For the first time in my life, I feel content with my wardrobe; I’m finally satisfied with what I have. This is strange and new. No more anxiety about what to add next. No urge to shop. I’m still interested in design and still enjoy looking at clothes, but I don’t feel that urgency to buy something.
This new ease of mind about my wardrobe started after I purchased the last item in my wardrobe, a simple black dress from Eileen Fisher. It was secondhand, smelled a little funny, but after I got it hemmed and washed, and all hung up in my closet, it was finally done. It felt like that click of satisfaction you get when you put the last puzzle peice in place.
Some people say that contentment is an attitute, a choice to accept and be satisfied with the lot you were given. When I say I’m content with my closet, I don’t mean it that way. I’m not that “good”. What I mean is that I made a lot of neurotic changes to my wardrobe over the course of two years to get myself to the point of contentment.
Looking back at how I got here, I would say that most of the work was actually removing things that I hated and letting go of this mental image that wasn’t truly me. I probably filled like 5-6 ThredUp bags and donated boxes full of other random clothes. I did this over the course of a year. Once that was complete, I had to re-assess what was leftover. I even made an Excel spreadsheet of what I had in my closet and discovered big gaps in my wardrobe. I examined my wardrobe problems to figure out what I needed. For example, I wondered why it felt so hard to put together enough work appropriate outfits to last a whole week and discovered that all I needed was a pair of very comfortable ankle boots so that I can wear my summer trousers in the winter. And voila, now I have lots of outfits ready for work!
Once I identified all the gaps in my wardrobe, I was actually scared to buy new clothes. I had gotten knee deep into the whole anti-consumerism mindset and the thought of buying something new made me feel nervous and guilty. I wasn’t sure if I could trust myself to buy something I’d actually love. But I pushed forward and realized that all that editing I had done earlier (KonMari-ing the crap out of my closet) had taught me a lot about my personal style and I realized that I could trust myself again.
All those years shopping in real stores, feeling fabrics from lots of designers in real life, learning about labels, and watching tons of runway shows taught me a lot about the quality and ethos of various brands.
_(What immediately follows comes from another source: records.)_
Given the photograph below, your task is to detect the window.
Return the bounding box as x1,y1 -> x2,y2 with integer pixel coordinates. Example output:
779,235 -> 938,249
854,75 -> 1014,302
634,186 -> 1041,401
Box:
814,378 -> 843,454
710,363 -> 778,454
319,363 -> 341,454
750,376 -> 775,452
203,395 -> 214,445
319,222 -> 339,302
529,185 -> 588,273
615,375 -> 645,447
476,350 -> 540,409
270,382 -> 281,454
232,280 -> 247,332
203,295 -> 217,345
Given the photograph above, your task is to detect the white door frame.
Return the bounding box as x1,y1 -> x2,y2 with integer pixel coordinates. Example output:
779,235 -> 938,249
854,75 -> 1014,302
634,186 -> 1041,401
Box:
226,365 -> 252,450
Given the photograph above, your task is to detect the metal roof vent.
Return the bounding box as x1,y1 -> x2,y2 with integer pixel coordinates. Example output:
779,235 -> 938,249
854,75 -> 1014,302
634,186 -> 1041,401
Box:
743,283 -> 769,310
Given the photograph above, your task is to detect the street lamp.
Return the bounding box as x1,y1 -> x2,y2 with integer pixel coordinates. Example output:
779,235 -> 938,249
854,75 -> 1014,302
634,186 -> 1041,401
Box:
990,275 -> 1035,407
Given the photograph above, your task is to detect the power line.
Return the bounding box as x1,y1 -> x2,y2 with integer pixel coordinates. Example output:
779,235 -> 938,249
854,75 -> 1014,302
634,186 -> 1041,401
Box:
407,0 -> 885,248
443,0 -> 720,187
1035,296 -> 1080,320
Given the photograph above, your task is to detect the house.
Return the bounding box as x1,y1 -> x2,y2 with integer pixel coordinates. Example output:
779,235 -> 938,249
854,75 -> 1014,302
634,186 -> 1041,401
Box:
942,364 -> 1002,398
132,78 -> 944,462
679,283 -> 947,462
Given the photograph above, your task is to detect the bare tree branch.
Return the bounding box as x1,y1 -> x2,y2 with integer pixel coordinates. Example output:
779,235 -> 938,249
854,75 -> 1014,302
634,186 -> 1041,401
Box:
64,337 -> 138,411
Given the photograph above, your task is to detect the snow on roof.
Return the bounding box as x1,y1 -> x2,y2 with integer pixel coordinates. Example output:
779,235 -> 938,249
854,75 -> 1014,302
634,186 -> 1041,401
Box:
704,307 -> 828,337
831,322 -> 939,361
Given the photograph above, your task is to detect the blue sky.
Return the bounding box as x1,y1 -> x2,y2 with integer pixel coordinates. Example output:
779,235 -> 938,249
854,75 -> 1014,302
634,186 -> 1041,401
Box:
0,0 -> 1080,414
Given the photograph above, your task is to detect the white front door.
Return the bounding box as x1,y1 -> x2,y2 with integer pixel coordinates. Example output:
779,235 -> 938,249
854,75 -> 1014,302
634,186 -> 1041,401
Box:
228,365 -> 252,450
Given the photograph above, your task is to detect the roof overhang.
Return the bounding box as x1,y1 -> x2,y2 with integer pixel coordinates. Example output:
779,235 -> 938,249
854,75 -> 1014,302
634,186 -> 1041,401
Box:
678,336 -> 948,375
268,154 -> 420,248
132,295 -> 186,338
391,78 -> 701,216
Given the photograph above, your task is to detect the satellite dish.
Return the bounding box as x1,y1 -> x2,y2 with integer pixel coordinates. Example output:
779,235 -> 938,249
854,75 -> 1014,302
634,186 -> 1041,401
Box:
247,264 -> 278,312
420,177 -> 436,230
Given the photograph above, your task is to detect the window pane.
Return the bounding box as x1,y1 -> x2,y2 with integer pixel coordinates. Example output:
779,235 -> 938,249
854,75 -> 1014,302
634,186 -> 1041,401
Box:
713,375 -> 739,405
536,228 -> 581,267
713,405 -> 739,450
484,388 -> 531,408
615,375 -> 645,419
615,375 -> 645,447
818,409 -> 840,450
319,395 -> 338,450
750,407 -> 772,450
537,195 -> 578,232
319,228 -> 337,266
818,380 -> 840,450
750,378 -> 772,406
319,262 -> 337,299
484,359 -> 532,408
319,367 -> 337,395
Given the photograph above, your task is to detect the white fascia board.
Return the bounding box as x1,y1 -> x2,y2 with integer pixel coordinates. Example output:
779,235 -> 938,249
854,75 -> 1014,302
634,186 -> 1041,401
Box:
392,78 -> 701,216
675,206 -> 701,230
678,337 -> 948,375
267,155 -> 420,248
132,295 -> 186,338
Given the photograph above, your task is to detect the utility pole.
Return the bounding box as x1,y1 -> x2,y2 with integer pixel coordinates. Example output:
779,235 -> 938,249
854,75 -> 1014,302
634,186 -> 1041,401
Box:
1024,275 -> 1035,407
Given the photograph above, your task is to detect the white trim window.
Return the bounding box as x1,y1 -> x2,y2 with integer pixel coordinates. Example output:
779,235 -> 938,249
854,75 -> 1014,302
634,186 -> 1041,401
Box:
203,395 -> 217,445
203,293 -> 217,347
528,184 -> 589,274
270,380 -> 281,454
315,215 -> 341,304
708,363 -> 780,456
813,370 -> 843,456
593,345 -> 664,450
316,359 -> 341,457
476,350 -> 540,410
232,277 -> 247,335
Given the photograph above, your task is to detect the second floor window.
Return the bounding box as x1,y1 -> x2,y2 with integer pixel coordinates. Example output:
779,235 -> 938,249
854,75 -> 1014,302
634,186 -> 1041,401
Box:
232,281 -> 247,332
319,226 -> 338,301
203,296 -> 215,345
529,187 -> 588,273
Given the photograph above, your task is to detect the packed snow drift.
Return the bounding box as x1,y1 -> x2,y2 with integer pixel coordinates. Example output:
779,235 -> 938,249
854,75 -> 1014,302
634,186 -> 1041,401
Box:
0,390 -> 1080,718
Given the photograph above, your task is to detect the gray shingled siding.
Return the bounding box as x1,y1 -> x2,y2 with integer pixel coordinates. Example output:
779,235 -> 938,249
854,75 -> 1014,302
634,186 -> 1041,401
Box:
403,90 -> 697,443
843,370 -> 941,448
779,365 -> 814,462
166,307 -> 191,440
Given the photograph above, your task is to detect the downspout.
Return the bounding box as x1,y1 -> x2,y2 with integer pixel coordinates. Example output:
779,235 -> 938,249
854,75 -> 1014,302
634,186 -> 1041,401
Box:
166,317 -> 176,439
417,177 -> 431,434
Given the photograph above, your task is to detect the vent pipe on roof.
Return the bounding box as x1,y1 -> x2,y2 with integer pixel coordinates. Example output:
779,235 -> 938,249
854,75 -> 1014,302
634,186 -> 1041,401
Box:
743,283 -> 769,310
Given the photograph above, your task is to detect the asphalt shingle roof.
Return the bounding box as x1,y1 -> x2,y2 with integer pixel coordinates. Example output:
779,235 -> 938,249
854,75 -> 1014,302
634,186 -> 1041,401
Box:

So when it came down to purchasing things online, I already knew what to look out for. I could buy trusted brands secondhand and at least have some gaurantee that I’ll get good quality. I made mistakes though. Bought shoes that were too small for example. But now when I make mistakes, I’m very quick to get rid of the item. I’m talking about deciding within an instant to return or re-sell an item. No more clogging up space in my closet only to be forgotten or placed in the ‘maybe one day’ pile.
As my needs evolve and as the weather changes, I think I’ll still make some changes, but I think it will be at a much slower pace (still saving up for those ES Tilda pants for the summer).
But for right now, I’m enjoying this new found contentment.